Micah Wilkins, Echo Online Staff Writer
Kelly Kelbel called the RISE Crew into her office one day for an important meeting.
“We all came into her office,” said Vic Wiener, a senior who has been on RISE for three years. “She said, ‘I didn’t want you to find out from someone that wasn’t me.’”
Kelbel, director of the RISE Project, announced that she will be leaving at the end of this term. Kelbel was offered a scholar- ship to attend a two month program at Penland School of Crafts where she intends to study book arts.
Kelbel asked the administration for a leave of absence but was denied one. Because of this, Kelbel will not be returning to the community directly after her time at Penland.
Since its creation in spring of 2007, Kelbel has led RISE, the on-campus project comprised of student advocates who seek to Resist violence, Intervene and provide support where it’s needed, work toward a Safe campus community and Empower the community through education and awareness. With Kelbel leaving her seat as director of RISE, some student crew members fear that the project itself may be in jeopardy and the quality of the services it provides compromised.
“RISE is too important to this community to not have the administration be on board to carry on with it,” said first-year Steph Cheung.
This has been Cheung’s first semester on RISE and her way of thinking has been almost completely changed in her short time on the crew.
“It’s transformed my life,” Cheung said. “It’s transformed the lens that I use to view the world.”
Cheung is not the only one changed by RISE and Kelbel’s leadership. Wiener also admires Kelbel for her work and commitment, especially for her holistic approach.
“She’s so conscious,” Wiener said. “I think that’s definitely rare. And I think that will be lost when she’s gone.”

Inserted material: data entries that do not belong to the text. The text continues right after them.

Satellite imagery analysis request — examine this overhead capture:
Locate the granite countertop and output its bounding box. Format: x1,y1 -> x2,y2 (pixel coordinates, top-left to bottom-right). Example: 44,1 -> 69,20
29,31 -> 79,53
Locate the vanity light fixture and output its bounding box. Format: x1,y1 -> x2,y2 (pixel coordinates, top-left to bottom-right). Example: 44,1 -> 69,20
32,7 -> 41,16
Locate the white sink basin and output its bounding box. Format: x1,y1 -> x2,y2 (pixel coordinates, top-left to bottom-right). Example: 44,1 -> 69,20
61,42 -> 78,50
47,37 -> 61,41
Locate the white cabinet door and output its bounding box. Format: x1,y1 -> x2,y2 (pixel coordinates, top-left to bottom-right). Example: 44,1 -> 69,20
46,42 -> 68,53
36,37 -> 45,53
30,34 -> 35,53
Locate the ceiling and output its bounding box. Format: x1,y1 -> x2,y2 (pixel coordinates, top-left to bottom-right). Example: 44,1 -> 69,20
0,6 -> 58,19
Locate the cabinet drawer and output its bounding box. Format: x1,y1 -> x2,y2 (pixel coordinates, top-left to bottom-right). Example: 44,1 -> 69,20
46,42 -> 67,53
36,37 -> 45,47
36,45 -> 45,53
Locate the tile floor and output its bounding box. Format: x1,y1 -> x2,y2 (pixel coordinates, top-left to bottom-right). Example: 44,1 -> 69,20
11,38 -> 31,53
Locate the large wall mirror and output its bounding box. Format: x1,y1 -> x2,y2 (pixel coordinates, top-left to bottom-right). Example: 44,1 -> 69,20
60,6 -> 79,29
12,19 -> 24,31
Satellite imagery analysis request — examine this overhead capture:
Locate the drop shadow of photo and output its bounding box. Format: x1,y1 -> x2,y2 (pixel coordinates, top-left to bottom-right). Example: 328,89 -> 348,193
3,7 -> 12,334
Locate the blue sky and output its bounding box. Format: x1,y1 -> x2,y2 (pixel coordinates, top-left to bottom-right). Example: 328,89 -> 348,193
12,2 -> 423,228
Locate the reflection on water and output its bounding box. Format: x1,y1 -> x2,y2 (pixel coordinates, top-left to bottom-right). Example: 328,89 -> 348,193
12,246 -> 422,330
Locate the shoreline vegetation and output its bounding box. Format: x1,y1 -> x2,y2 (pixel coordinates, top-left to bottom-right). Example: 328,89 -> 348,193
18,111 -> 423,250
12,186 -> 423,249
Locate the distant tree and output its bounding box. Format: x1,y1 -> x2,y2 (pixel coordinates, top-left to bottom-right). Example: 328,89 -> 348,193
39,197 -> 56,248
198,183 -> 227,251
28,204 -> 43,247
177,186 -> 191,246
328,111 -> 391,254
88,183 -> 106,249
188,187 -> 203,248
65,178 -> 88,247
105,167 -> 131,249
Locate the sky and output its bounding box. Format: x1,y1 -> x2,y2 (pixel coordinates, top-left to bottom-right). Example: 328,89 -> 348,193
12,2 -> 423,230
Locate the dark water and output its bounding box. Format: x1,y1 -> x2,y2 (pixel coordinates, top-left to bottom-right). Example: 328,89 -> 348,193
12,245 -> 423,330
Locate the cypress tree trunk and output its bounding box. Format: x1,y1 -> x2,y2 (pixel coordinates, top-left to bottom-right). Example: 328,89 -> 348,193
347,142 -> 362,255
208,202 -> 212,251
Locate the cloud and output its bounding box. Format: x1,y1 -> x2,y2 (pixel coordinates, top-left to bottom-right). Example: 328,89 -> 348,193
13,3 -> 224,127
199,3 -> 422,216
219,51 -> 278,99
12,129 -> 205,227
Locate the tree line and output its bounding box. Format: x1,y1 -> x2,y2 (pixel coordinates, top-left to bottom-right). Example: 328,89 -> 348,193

Kelbel’s leaving is not the first speed bump in RISE’s short history. Two years ago, during Wiener’s first year on RISE, the project ran out of funding and Kelbel’s position was endangered. In 2007, Cathy Kramer, then dean of students, wrote a grant to the Department of Justice. The school was awarded the funding to pay for RISE. However, when RISE reapplied for the grant two years ago, the school did not receive funding.
“The question came up of how we were going to fund another faculty member,” Wiener said. “For a while it looked like we were just going to go away or be supervised by a counselor.”
Instead, Student Caucus drafted a resolution stating the importance of RISE to the campus community.
“It was a pretty huge community movement to keep RISE on campus,” Wiener said. “But it wasn’t so much that RISE was in jeopardy, it was that Kelly’s position was in jeopardy. That’s why people rallied to keep RISE.”
The community has indeed benefited, and continues to benefit, from the services and education that Kelbel and RISE provide, Wiener noted. The project’s impact on community awareness surrounding topics of sexual violence, healthy relationships, consent and more, is obvious.
“The consciousness I’m seeing on campus is very different from what I saw my fresh- man year,” Wiener said. “[RISE and Kelbel] have created a much more responsive community. More people are coming to our events and are open to what we’re doing than ever before.”
As Wiener suggests, people on campus weren’t always so aware. The year before Kramer arrived at Warren Wilson, she said, there were many instances of sexual assault on campus. Many students were concerned that the college wasn’t doing enough in response to these problems. The idea for RISE sprang from conversations between Kramer, students and other administrators.
“It grew out of hearing people saying that this is a huge issue that we need to address,” Kramer said.
And the project continues and thrives today.
“Before RISE was around, people hesitated to come out and get support, or make reports, and I think that’s really changed,” Kramer said. “People know that if some- thing happens, they can find support at the RISE Office. And that’s a huge change.”
While the services and resources that RISE provides are valued by most, some on the crew argue that RISE, as well as other crews like EMPOWER and the Multicultural Resource Center, is taken for granted by the administration. According to RISE Crew member junior Jamila Stevenson, those crews dealing with issues of diversity and social justice are undervalued, despite their supposed importance on campus.
“If RISE was the Farm or Forestry Crew, and the supervisor left, this would not be happening,” Stevenson said. “We wouldn’t be wondering about the crew, if it will be here in the future. I think it’s sad that the administration sees these crews as being dispensable. [RISE] should be the top priority, but it’s not.”
Whether it’s importance is evident or not, Kramer maintains that the need for education and awareness around these issues will always be here.
“It’s easy to say that, ‘But it’s Warren Wilson, we’re so progressive, things like that don’t happen here,’ but really they do,” Kramer said. “I’d love to say there would be a time when we wouldn’t need this service anymore, but I don’t think that’s true.”